Resident campaigns for Complete Streets breakup

One lane of traffic continues to be closed on Pleasant Street in Marblehead as crew work to dig up the sidewalk on Thursday. Photo by Spenser Hasak

Voters approved the formation of a Traffic Safety Advisory Committee during May’s Town Meeting. As Article 49 is still awaiting approval by the attorney general’s office, the committee’s main sponsor is trying to lay the groundwork for when it finally assembles.

Dan Albert, who sponsored the committee’s creation at Town Meeting, approached the Select Board at its most recent meeting with a request. He suggested that the TSAC take over the responsibilities of some other established committees.

“On May 1, Town Meeting voters voted for safer streets, less bureaucracy, and more state money. For that to happen, particularly less bureaucracy, the current Complete Streets Committee needs to be dissolved,” Albert said. 

He reviewed the names of current and potential future committees that involve the streets, and suggested that trying to have consistent communication between all of them would be difficult. Therefore, Albert proposed his alternative.

“You could immediately begin the process of empowering [TSAC],” Albert said. “Doing so is particularly pressing, because the town is about to spend a whole bunch of money and do a bunch of planning on another set of railroad right-of-way projects… I’m going to try to make it as simple as possible: The Traffic Safety Advisory Committee is the Complete Streets Committee.”

Albert went on to argue that, similarly, the TSAC should function as the committee for traffic and the Rail Trail as well.

Albert expressed his personal frustrations with the Complete Streets Committee. Those include how the committee was formed, the amount of committees with similar premises that he feels are unnecessary, and how, in his opinion, the Complete Streets Committee has not implemented its namesake policy to its full potential.

“There’s no reason to have these silo-and-pigeonhole committees,” Albert said. “The whole purpose of creating (TSAC) is to bring all of this under one roof and to make it public.”

Thatcher Kezer functions as the chair of the Complete Streets Committee through his role as town administrator. He said he learned the functions and purposes of the town’s many committees throughout his first year in the role, and he put iexplained the significance of the Complete Streets Committee from his perspective.

“Complete Street’s existence is to help the town navigate the policies that it adopted a few years ago and to provide coordination of its activities,” Kezer explained. “The real work gets done by the professional staff, but the committee helps provide advice and guidance on how to go forward… It’s about looking at the interactions between different modes of transportation. It’s coordinating road, trailer, and pedestrian traffic.”

As an example of an area of focus, Kezer mentioned the rail trails in the town’s historic district that are supposed to facilitate bicycle travel. The narrow roads have the potential to make it difficult when there is a high volume of cars.
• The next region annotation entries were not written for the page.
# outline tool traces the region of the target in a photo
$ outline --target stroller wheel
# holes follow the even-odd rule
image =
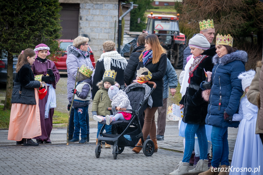
[[[96,145],[96,149],[95,149],[95,155],[96,156],[96,158],[99,158],[101,151],[101,145],[98,144]]]
[[[142,146],[143,153],[146,156],[151,156],[154,152],[154,144],[150,139],[146,140]]]
[[[118,154],[121,153],[123,152],[124,150],[124,147],[119,147],[118,148]]]
[[[118,154],[117,154],[117,146],[114,146],[113,147],[113,150],[112,151],[112,154],[113,155],[113,159],[117,159],[118,157]]]

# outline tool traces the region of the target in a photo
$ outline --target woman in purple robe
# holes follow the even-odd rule
[[[34,75],[42,77],[41,81],[47,86],[47,93],[42,100],[39,99],[39,111],[41,135],[34,138],[40,144],[51,143],[49,138],[52,127],[54,108],[56,107],[56,94],[54,89],[60,78],[59,71],[53,62],[46,58],[50,54],[49,47],[44,44],[36,46],[34,51],[36,54],[35,61],[32,65]],[[44,88],[45,88],[45,87]]]

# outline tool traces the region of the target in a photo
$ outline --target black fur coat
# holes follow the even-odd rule
[[[184,105],[183,121],[190,124],[204,124],[208,103],[202,97],[202,90],[200,85],[205,81],[204,70],[212,72],[214,66],[212,58],[215,53],[215,49],[211,48],[203,53],[208,55],[199,64],[193,72],[193,76],[190,79],[190,83],[185,94],[179,102]],[[189,73],[187,72],[187,73]]]

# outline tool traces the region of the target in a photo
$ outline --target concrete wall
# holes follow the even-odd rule
[[[117,42],[118,0],[60,0],[59,2],[80,3],[79,33],[87,35],[95,61],[103,53],[103,43],[108,40],[114,41],[115,21],[115,41]]]

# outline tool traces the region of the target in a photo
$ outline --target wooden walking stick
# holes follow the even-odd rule
[[[73,75],[74,77],[76,78],[76,81],[75,81],[75,85],[74,86],[74,89],[76,89],[76,85],[77,84],[77,79],[78,78],[78,75],[79,74],[79,69],[80,69],[80,68],[78,68],[78,70],[77,71],[77,75],[75,77],[74,75]],[[69,110],[69,119],[68,120],[68,127],[67,128],[67,145],[69,145],[69,117],[70,117],[70,113],[71,112],[71,110],[72,109],[72,105],[73,105],[73,100],[74,100],[74,96],[75,94],[73,93],[73,96],[72,97],[72,101],[71,102],[71,105],[70,106],[70,109]]]

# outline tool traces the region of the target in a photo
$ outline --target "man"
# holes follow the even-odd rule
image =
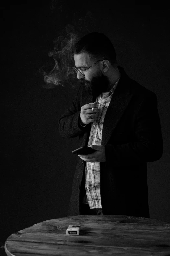
[[[69,216],[115,214],[149,217],[147,162],[163,152],[155,94],[118,67],[115,51],[102,34],[90,33],[74,52],[81,86],[59,122],[61,135],[79,136]]]

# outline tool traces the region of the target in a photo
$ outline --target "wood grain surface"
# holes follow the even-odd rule
[[[69,225],[76,224],[80,235],[67,235]],[[170,256],[170,223],[115,215],[65,217],[14,233],[5,247],[8,256]]]

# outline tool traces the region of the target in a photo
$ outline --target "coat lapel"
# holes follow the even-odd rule
[[[130,79],[125,74],[121,77],[107,110],[104,120],[101,145],[105,146],[132,97]]]

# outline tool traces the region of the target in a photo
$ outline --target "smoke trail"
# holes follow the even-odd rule
[[[54,6],[53,3],[53,9]],[[74,14],[75,16],[76,13]],[[77,84],[77,74],[72,68],[74,66],[73,49],[80,37],[92,32],[87,27],[90,25],[90,29],[91,29],[92,26],[95,26],[95,22],[93,20],[92,14],[88,12],[85,17],[79,18],[78,22],[73,21],[73,25],[67,25],[61,33],[62,35],[54,40],[54,49],[48,54],[54,59],[54,66],[48,73],[43,70],[44,67],[39,70],[44,77],[45,84],[43,87],[50,89],[60,85],[71,85],[73,87]]]

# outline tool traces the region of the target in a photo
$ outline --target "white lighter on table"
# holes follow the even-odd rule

Kezer also noted how the Complete Streets Committee is appointed and governed by the Select Board, as opposed to TSAC which was created by bylaw.

When it came to Albert’s idea of dissolving Complete Streets in favor of TSAC, Kezer argued that both committees have more than enough reason to exist.

“There are a number of committees that exist with overlapping subject matters,” Kezer said. “If there was a committee that was irrelevant, I would recommend disbanding it…  The Complete Streets Committee has some overlap with Traffic and Safety, but in my opinion not to the extent that we need to disband this committee to suit his request.”

As far as developing a meeting schedule for the committee, Kezer was adamant that an ad-hoc meeting model is a fair approach for Complete Streets.

“We have lots of boards and committees, I happen to be chair for a number of them,” Kezer said. “The last thing I need is to have committee meetings for the sake of committee meetings.”